Constructivism in education
Constructivism in education
Constructivism in education is the notion that students create concepts rather than simply memorize them. Constructivism is especially useful for higher level concepts and where students begin with incorrect ideas. In physics, for example, Newtonian mechanics involves several independent principles (force, mass, inertia, acceleration). Students normally begin with intuitive (Aristotelian) notions of mechanics. Students must unlearn old views and construct new views. They use texts, physics laboratories and discussion. Science professionals use professional literature, laboratory experiments and peer discussion. For professionals the process is ingrained, intuitive, and barely perceived. For beginners the process is likely opaque.

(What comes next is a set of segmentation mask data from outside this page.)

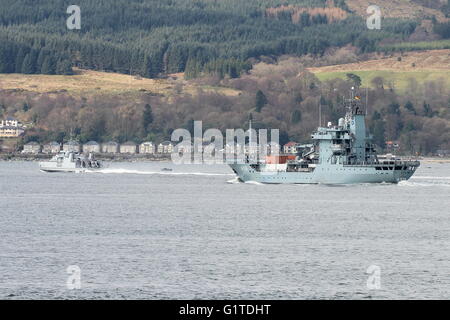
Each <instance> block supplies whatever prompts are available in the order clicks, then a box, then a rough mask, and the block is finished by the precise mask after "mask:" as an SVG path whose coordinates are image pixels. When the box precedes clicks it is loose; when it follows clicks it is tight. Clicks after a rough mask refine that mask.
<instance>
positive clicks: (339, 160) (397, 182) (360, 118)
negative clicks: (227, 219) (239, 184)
mask: <svg viewBox="0 0 450 320" xmlns="http://www.w3.org/2000/svg"><path fill="white" fill-rule="evenodd" d="M345 107H346V110H347V112H346V115H345V118H341V119H339V122H338V124H337V125H334V126H333V125H332V124H331V123H329V124H328V126H327V127H319V128H318V129H317V131H316V132H314V133H313V134H312V136H311V138H312V140H313V143H312V144H305V145H299V146H298V150H299V151H298V154H297V155H296V156H293V159H292V157H286V156H279V157H276V159H277V161H273V157H266V159H257V160H256V161H249V157H247V158H246V159H247V160H246V161H245V163H232V164H230V167H231V168H232V169H233V171H234V172H235V173H236V175H237V176H238V177H239V179H240V180H241V181H243V182H247V181H255V182H260V183H272V184H285V183H290V184H318V183H322V184H352V183H382V182H386V183H398V182H399V181H401V180H408V179H409V178H410V177H411V176H412V175H413V174H414V172H415V171H416V169H417V168H418V167H419V166H420V162H419V161H417V160H411V159H409V160H402V159H398V158H395V157H387V158H381V157H378V156H377V153H376V150H375V146H374V145H373V144H372V142H371V141H372V136H371V135H368V134H367V133H366V123H365V113H364V112H363V109H362V107H361V105H360V103H359V100H358V98H357V97H355V96H354V94H353V92H352V97H351V98H350V99H345Z"/></svg>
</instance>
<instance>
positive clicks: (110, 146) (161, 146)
mask: <svg viewBox="0 0 450 320" xmlns="http://www.w3.org/2000/svg"><path fill="white" fill-rule="evenodd" d="M26 129H27V127H26V126H25V125H23V124H22V123H21V122H20V121H18V120H17V119H15V118H13V117H6V119H4V120H2V121H0V153H2V154H19V155H22V156H27V155H28V156H33V155H36V156H37V155H41V156H45V155H54V154H56V153H59V152H60V151H65V152H76V153H94V154H98V155H105V156H109V158H115V157H117V158H119V159H121V158H124V156H125V157H126V156H128V157H130V156H135V157H139V156H141V157H147V158H152V157H153V158H159V159H162V160H163V159H168V158H170V155H171V154H172V152H173V151H174V148H175V144H174V143H173V142H171V141H163V142H159V143H155V142H152V141H144V142H142V143H140V144H137V143H135V142H133V141H127V142H124V143H118V142H116V141H108V142H105V143H99V142H97V141H89V142H86V143H80V142H78V141H76V140H69V141H66V142H62V143H61V142H57V141H49V142H47V143H44V144H40V143H38V142H36V141H29V142H27V143H25V144H23V145H22V146H21V147H18V143H17V142H18V141H20V139H21V137H22V136H23V134H24V133H25V131H26ZM8 142H9V143H8ZM11 142H12V143H11ZM202 144H203V146H206V145H209V144H210V142H202ZM299 145H300V144H299V143H297V142H293V141H290V142H288V143H286V144H285V145H284V146H283V147H282V148H281V149H280V151H281V152H282V153H284V154H288V155H295V154H297V152H298V147H299ZM236 147H237V148H239V145H237V146H236ZM267 147H268V150H267V151H268V152H267V153H268V154H271V151H270V148H269V146H267ZM231 148H232V147H231V146H228V145H226V146H225V149H226V150H225V152H233V150H231ZM398 148H399V144H398V143H397V142H393V141H386V151H387V152H389V153H395V151H397V149H398ZM179 151H180V152H191V150H179ZM436 156H438V157H448V156H450V150H438V152H437V154H436Z"/></svg>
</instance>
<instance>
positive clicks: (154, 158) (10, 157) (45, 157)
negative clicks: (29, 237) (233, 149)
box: [0, 153, 450, 163]
mask: <svg viewBox="0 0 450 320" xmlns="http://www.w3.org/2000/svg"><path fill="white" fill-rule="evenodd" d="M53 156H54V155H53V154H22V153H0V161H43V160H49V159H51V158H52V157H53ZM95 158H96V159H97V160H100V161H109V162H165V161H171V155H170V154H101V153H99V154H96V155H95ZM418 160H419V161H421V162H422V163H450V157H445V158H441V157H419V158H418Z"/></svg>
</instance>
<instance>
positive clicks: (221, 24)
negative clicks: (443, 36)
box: [0, 0, 417, 78]
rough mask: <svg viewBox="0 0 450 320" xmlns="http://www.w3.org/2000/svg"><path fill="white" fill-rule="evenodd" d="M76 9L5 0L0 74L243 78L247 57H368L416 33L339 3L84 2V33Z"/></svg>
mask: <svg viewBox="0 0 450 320" xmlns="http://www.w3.org/2000/svg"><path fill="white" fill-rule="evenodd" d="M71 4H72V2H70V1H67V0H40V1H33V0H2V1H1V6H0V73H25V74H34V73H42V74H71V73H72V68H71V67H72V66H78V67H81V68H85V69H93V70H101V71H113V72H120V73H125V74H140V75H141V76H144V77H149V78H153V77H156V76H158V75H160V74H167V73H176V72H182V71H186V76H187V77H191V78H192V77H196V76H197V75H198V74H199V73H200V72H201V71H206V72H207V73H215V74H218V75H220V76H224V75H228V76H231V77H237V76H239V74H241V72H242V71H245V70H248V69H249V68H250V64H249V60H248V59H249V58H258V57H260V56H265V55H275V56H279V55H283V54H294V55H304V54H313V55H319V56H320V55H321V54H323V53H324V51H325V50H326V49H327V48H329V47H339V46H344V45H347V44H353V45H355V46H356V47H358V48H359V50H360V51H361V52H369V51H374V50H376V49H377V43H378V41H380V40H382V39H391V40H392V41H396V42H399V41H401V40H404V39H406V38H407V37H408V36H409V35H410V34H411V33H412V32H413V31H414V30H415V27H416V25H417V21H412V20H408V19H401V20H399V19H387V20H386V21H384V24H383V29H382V30H379V31H376V32H373V31H371V30H368V29H367V28H366V26H365V19H363V18H362V17H359V16H356V15H354V14H352V13H351V12H349V11H348V10H349V9H348V7H347V5H346V4H345V2H344V1H342V0H336V1H330V0H329V1H325V0H314V1H313V0H246V1H242V0H221V1H211V0H195V1H192V0H109V1H98V0H79V1H77V5H79V6H80V8H81V30H68V29H67V28H66V19H67V18H68V16H69V15H68V14H67V13H66V10H67V7H68V6H69V5H71ZM313 7H318V8H324V7H327V8H328V9H327V11H324V10H322V11H320V10H310V8H313ZM277 8H278V9H277Z"/></svg>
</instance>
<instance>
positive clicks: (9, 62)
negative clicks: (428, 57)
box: [0, 0, 450, 154]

The outcome of constructivist education depends upon openness to new perceptions and on perseverance and fluency in using available tools. Naive student peers may reinforce rather than correct misconceptions. Academically elite universities have the advantage of exceptional peers. Isolated groups can create and maintain idiosyncratic constructs.

Knowledge can be considered a network. The nodes represent facts and concepts and the edges represent relationships between them. Acquiring new facts and concepts requires establishing new nodes and linking them appropriately to existing nodes. The more edges connected to a new node the better the concept is understood. Improving the network can also involve removing inappropriate (naive) nodes and edges.